2021-02-24 21:13:59 | De 82-jarige die zes weken IC overleefde

[ad_1]

Teade Wouda ontmoette zijn vrouw Doortje op het ijs in 1955. Ze waren zeventien. „In onze jeugd schaatsten we altijd.” Nu zijn ze bijna zestig jaar getrouwd. Drie zoons, twee kleinkinderen. Fries is de voertaal. Elk vrijdag schaatsen ze op de kunstbaan in Utrecht.

Dat laatste mag een wonder heten. Want Wouda kreeg in maart vorig jaar corona. Als een van de eerste Covid-19-patiënten in Nederland werd hij opgenomen in het St. Antonius Ziekenhuis in Nieuwegein.

Doortje had de huisarts gewaarschuwd, omdat hij ziek was, Teade had nog gezegd: „Oh, dat hoeft toch niet.” De huisarts stuurde hem onmiddellijk naar het ziekenhuis. „Ze hebben me gered. Anders was ik nu dood geweest.”

Zes weken lag hij op de intensive care, waarvan vijf dagen in kunstmatige coma en de hele tijd aan de beademing. De plaatsvervanger van de huisarts had eerst gezegd: „De IC? Dat overleeft hij niet.”
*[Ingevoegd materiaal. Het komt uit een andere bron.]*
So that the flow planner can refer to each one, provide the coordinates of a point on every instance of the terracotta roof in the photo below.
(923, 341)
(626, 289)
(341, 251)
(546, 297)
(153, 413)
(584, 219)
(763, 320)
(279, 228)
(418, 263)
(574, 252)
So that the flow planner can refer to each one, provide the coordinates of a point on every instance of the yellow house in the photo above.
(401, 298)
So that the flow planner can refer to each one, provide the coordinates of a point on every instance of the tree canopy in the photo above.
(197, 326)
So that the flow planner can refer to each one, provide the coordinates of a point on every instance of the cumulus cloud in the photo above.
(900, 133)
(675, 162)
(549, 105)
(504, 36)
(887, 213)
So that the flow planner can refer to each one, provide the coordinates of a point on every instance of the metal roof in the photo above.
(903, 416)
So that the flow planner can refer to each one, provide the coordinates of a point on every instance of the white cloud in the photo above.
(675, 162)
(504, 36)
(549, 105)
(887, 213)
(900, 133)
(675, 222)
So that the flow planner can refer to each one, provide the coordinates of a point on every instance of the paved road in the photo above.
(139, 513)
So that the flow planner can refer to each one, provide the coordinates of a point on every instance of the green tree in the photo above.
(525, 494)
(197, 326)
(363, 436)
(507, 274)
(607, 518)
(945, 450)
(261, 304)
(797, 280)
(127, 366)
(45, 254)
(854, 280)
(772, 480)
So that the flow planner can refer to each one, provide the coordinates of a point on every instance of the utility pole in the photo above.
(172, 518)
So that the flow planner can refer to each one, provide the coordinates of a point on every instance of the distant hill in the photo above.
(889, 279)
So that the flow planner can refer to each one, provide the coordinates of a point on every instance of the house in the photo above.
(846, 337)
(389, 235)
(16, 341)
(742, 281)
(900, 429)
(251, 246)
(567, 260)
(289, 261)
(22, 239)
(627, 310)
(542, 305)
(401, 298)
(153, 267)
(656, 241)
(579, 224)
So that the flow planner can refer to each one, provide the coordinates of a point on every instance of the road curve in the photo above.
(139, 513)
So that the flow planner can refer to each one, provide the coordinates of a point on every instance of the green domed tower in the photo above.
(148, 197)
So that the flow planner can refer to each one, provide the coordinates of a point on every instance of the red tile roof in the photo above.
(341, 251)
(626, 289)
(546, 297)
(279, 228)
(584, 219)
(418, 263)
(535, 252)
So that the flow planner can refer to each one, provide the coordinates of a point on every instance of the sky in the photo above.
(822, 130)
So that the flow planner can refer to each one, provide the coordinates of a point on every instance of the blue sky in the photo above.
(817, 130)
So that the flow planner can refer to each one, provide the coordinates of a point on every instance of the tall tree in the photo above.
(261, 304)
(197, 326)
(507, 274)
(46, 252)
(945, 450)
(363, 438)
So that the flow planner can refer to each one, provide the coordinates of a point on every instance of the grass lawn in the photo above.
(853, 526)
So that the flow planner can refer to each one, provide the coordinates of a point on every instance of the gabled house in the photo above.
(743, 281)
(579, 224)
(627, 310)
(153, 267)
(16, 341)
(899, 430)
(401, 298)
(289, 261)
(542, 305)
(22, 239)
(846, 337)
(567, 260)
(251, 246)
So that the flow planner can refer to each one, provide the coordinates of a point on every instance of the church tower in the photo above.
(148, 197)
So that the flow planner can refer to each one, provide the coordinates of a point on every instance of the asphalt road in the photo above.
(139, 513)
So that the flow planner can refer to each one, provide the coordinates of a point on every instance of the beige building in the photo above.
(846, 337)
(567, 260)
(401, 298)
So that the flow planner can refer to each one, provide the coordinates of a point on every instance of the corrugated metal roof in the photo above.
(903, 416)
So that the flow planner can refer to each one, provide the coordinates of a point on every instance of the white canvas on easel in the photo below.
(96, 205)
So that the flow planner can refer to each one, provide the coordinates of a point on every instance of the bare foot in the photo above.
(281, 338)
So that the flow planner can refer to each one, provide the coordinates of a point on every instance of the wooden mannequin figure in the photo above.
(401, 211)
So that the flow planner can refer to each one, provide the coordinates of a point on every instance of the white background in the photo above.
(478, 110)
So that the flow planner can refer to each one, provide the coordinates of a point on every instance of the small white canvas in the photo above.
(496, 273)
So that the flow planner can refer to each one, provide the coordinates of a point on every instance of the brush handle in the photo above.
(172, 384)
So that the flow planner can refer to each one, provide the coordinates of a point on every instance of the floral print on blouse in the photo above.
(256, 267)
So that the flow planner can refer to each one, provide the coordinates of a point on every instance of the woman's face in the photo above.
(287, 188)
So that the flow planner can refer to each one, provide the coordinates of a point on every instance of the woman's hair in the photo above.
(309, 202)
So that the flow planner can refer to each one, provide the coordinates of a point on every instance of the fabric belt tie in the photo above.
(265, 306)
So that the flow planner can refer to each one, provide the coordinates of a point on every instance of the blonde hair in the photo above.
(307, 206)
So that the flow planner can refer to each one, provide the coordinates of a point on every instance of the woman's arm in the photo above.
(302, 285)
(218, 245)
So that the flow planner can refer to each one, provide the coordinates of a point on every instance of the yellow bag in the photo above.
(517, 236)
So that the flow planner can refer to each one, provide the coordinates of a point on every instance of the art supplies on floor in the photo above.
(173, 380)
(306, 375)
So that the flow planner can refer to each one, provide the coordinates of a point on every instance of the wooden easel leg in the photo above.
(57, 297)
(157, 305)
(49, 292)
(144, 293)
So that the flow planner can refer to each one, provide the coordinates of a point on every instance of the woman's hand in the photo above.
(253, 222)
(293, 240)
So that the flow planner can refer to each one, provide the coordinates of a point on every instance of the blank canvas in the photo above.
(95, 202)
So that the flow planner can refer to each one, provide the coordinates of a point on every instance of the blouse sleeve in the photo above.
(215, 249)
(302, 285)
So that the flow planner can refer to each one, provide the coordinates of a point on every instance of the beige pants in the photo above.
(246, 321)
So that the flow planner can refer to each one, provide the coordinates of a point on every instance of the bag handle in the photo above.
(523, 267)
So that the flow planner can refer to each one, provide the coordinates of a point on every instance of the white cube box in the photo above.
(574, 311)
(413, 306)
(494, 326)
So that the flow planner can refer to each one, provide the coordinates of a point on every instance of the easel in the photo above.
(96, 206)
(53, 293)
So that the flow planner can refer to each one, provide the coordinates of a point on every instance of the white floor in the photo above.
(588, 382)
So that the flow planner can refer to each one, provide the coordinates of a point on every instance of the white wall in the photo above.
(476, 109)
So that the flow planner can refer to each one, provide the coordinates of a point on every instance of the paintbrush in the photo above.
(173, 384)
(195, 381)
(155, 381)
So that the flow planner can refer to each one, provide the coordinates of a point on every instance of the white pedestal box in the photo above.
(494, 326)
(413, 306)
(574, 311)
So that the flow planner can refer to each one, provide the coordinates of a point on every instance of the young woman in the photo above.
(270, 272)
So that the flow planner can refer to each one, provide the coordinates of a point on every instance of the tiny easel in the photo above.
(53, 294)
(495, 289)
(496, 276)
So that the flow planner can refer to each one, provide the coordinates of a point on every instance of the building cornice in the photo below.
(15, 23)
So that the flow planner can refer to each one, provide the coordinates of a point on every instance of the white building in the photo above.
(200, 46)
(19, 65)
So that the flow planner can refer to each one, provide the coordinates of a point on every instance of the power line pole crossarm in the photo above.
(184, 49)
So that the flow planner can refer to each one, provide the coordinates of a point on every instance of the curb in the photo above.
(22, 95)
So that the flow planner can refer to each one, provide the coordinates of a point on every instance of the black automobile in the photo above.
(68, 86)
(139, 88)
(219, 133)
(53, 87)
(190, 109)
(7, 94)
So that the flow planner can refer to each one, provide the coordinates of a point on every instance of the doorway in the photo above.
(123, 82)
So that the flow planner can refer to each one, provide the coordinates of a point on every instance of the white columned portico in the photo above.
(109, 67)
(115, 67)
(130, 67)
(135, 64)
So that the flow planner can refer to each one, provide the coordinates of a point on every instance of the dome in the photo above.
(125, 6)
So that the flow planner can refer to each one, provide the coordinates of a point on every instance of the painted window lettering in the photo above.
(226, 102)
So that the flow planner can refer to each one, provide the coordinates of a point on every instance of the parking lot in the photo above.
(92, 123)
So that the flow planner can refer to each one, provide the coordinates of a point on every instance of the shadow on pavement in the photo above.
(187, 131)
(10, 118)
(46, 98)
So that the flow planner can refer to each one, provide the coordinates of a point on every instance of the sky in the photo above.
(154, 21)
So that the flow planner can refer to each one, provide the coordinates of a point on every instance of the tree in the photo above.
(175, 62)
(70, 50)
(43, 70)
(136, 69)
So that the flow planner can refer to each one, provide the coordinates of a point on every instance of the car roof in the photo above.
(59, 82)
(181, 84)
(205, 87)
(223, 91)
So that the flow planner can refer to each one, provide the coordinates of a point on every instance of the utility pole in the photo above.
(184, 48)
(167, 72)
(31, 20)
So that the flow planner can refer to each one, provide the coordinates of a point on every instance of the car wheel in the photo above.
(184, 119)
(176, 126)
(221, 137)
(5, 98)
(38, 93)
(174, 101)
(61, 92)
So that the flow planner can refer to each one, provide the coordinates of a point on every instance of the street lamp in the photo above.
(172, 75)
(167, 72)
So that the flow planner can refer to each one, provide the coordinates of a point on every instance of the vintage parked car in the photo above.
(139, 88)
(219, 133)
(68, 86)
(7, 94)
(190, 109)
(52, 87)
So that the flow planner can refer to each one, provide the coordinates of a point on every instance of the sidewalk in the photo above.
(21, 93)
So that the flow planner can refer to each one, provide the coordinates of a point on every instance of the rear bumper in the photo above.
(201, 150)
Meer dan de helft van de 75-plussers overleeft een IC-opname niet. Van de 334 tachtigplussers die in Nederland afgelopen jaar met Covid-19 op de intensive care werden opgenomen, overleefden maar 119 dat.

Enkele duizenden tachtigplussers die Covid-19 kregen werden niet opgenomen op de IC of niet eens op de verpleegafdeling van het ziekenhuis. Omdat ze het overleefden, thuis of in het verpleeghuis. Of omdat ze het toch niet zouden overleven.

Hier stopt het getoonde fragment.